The letter also noted that Omnispace had still not contacted SpaceX about coordinating their systems, suggesting it may be linked to Omnispace’s use of a license from Papua New Guinea. “Could you please let us know if Omnispace’s position is that as a licensee of Papua New Guinea, it is not required to follow ITU or FCC requirements to coordinate in good faith?” Goldman wrote.
That reported interference could become a test of new FCC regulations adopted in March about direct-to-device satellite services, called Supplemental Coverage from Space (SCS) by the agency. The SCS regulations treat those services as secondary to primary frequency allocations, like Omnispace’s MSS assignment. Omnispace said at the time they were encouraged by the FCC’s decision to make SCS a secondary service but remained concerned about potential interference from Starlink direct-to-device payloads.
Despite the interference concerns, Giagtzoglou and others on the panel remained optimistic about the prospects of direct-to-device satellite services for mobile handsets as well as Internet of Things devices. “The changes that we’re looking at here are substantial and revolutionary for the satellite industry,” he said.
Those opportunities, panelists said, range from helping mobile network operators fill dead zones to enabling new applications, like vehicle telematics.
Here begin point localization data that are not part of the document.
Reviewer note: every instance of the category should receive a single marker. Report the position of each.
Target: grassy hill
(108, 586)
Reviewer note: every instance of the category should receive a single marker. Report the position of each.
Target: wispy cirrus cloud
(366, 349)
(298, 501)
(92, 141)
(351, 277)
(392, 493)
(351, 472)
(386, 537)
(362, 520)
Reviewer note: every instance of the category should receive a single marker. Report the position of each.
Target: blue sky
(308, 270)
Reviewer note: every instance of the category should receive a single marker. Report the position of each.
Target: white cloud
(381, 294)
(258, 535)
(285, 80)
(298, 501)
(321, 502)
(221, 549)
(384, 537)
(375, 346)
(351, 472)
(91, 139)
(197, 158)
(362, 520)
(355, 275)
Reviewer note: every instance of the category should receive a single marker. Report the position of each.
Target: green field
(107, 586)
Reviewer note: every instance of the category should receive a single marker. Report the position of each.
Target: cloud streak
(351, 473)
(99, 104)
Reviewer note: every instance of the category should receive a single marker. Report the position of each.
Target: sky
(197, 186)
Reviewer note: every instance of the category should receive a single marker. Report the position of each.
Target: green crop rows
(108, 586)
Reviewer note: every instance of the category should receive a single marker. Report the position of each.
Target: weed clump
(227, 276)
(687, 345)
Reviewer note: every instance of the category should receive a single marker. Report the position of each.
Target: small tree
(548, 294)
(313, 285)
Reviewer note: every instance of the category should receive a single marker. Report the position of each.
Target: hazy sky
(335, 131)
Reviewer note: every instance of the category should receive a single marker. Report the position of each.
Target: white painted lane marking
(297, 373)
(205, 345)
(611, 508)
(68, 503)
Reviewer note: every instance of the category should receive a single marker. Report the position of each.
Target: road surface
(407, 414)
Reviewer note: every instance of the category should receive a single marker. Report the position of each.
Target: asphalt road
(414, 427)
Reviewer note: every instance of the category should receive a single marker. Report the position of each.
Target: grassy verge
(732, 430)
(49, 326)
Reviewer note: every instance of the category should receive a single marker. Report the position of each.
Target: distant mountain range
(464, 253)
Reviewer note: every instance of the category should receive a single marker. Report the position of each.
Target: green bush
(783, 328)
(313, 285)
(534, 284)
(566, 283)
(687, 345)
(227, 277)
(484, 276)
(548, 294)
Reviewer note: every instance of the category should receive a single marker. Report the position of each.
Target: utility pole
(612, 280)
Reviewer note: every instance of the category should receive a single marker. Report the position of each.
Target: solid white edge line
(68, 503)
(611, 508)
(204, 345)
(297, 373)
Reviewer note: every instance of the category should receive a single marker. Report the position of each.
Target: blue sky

Many of those applications will involve working with mobile network operators. “Nobody knows those markets better than the carriers,” said Francis O’Flaherty, chief operating officer and managing director of Rivada Space Networks. “Being able to offer them a service that can expand their markets and offer them new revenue opportunities is phenomenal.”
Lynk, which is deploying a satellite constellation to provide direct-to-device messaging services, is partnered with eight operators in seven countries, said Dan Dooley, the company’s chief commercial officer. “You don’t know it’s space-based. You don’t necessarily care,” he said of the services his company offers. “It is a very frictionless way to participate in a trillion-dollar business.”